Menurut Muhammad Taufik, ada kekosongan hukum terhadap persoalan kasus yang menjerat Rusma Yul Anwar Bupati Pesisir Selatan itu, yang kini dimanfaatkan lawan politiknya, terang Muhammad Taufik Senin (27/9/2021pada wartawan.
Dijelaskannya, berdasarkan UU Nomor 10 tahun 2016, tentang Pilkada, Rusma Yul Anwar diperbolehkan maju dan menjadi pemenang dalam Pilkada Pessel, meskipun dia sedang menjalani proses hukum.
Namun, setelah meraih kemenangan, tidak ada jaminan bagi negara untuk ia bisa berbakti. Sehingga rentan, jadi bulan-bulanan dan rentan diboncengi kepentingan lawan politiknya.
“Benar, di satu sisi, UU membolehkan maju, di lain sisi, tidak ada jaminan negara agar mereka bisa menunaikan tugas setelah terpilih. Nah, disinilah kekosongan hukum itu terjadi”, kata Taufik.

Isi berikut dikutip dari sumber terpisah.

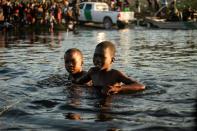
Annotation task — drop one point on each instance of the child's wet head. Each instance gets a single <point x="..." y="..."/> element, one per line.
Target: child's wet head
<point x="104" y="55"/>
<point x="73" y="59"/>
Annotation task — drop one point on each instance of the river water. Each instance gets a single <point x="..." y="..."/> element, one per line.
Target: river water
<point x="35" y="94"/>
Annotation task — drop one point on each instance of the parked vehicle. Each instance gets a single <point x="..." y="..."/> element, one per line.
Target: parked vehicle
<point x="99" y="12"/>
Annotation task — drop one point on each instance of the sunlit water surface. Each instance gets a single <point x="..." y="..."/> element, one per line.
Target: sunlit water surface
<point x="34" y="91"/>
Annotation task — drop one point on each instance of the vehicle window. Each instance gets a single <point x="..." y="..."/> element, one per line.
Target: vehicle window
<point x="88" y="7"/>
<point x="101" y="8"/>
<point x="81" y="6"/>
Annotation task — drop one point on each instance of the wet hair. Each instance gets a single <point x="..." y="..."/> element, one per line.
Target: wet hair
<point x="107" y="44"/>
<point x="73" y="50"/>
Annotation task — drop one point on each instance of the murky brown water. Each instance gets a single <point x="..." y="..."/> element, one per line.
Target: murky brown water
<point x="34" y="94"/>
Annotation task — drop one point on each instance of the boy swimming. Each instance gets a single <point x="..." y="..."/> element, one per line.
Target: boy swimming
<point x="73" y="60"/>
<point x="105" y="78"/>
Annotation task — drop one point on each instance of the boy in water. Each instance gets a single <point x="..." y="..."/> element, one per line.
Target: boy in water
<point x="108" y="80"/>
<point x="73" y="59"/>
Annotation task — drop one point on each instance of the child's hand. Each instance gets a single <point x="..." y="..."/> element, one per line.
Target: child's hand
<point x="109" y="90"/>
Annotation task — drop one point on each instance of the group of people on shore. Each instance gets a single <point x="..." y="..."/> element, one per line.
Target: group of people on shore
<point x="19" y="13"/>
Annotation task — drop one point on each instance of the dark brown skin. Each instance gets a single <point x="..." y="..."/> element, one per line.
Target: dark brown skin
<point x="109" y="80"/>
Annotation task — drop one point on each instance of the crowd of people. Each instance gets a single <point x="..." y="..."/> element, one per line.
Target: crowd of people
<point x="20" y="13"/>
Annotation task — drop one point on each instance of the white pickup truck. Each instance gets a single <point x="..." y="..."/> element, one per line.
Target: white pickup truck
<point x="99" y="12"/>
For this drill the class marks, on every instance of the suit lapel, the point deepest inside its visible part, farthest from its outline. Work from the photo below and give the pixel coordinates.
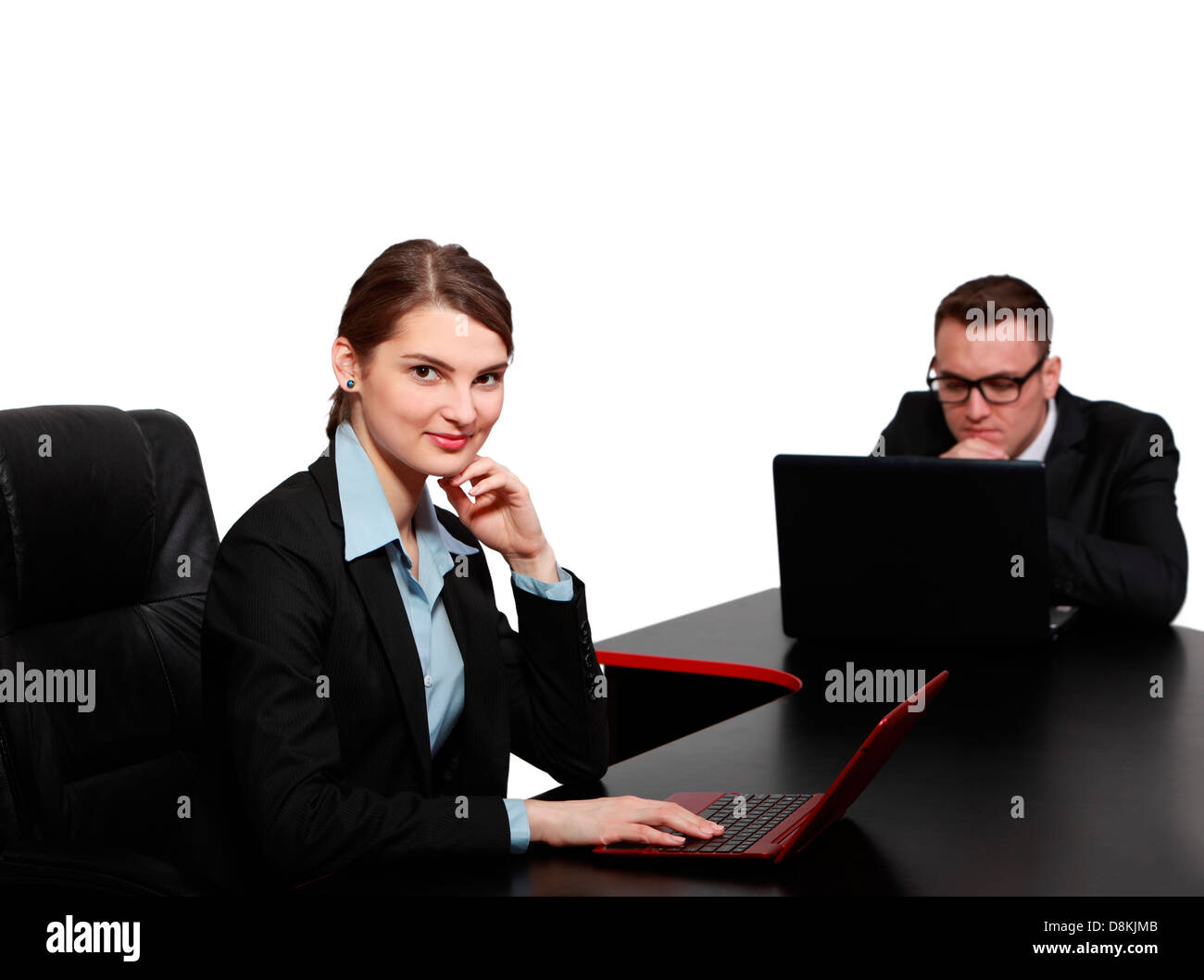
(468, 618)
(466, 614)
(1064, 454)
(373, 577)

Ia menambahkan, kekosongan hukum secara tidak langsung itu dianggap mengangkangi konstitusi negara. Sebab, dari keputusan politik rakyat sebagai pemegang kedaulatan tertinggi di negara demokrasi, menjadi terabaikan. Keputusan politiknya-pun tergerus begitu saja.
“Karena itu saya yakin, kalau pertarungan kasus Rusma Yul Anwar tidak hanya pertarungan di level hukum”, terangnya.
Namun demikian kata Muhammad Taufik, terhadap kasus hukum yang kini jadi bulan-bulanan lawan politik Rusma Yul Anwar, ia menilai hakim Mahkamah Agung (MA) harus melihat secara progresif dan komprehensif terhadap putusan hukum Bupati Pessel, Rusma Yul Anwar.
Sebab menurutnya lagi, hakim tidak hanya menilainya atas dasar putusan pengadilan dan fakta-fakta terdahulu semata.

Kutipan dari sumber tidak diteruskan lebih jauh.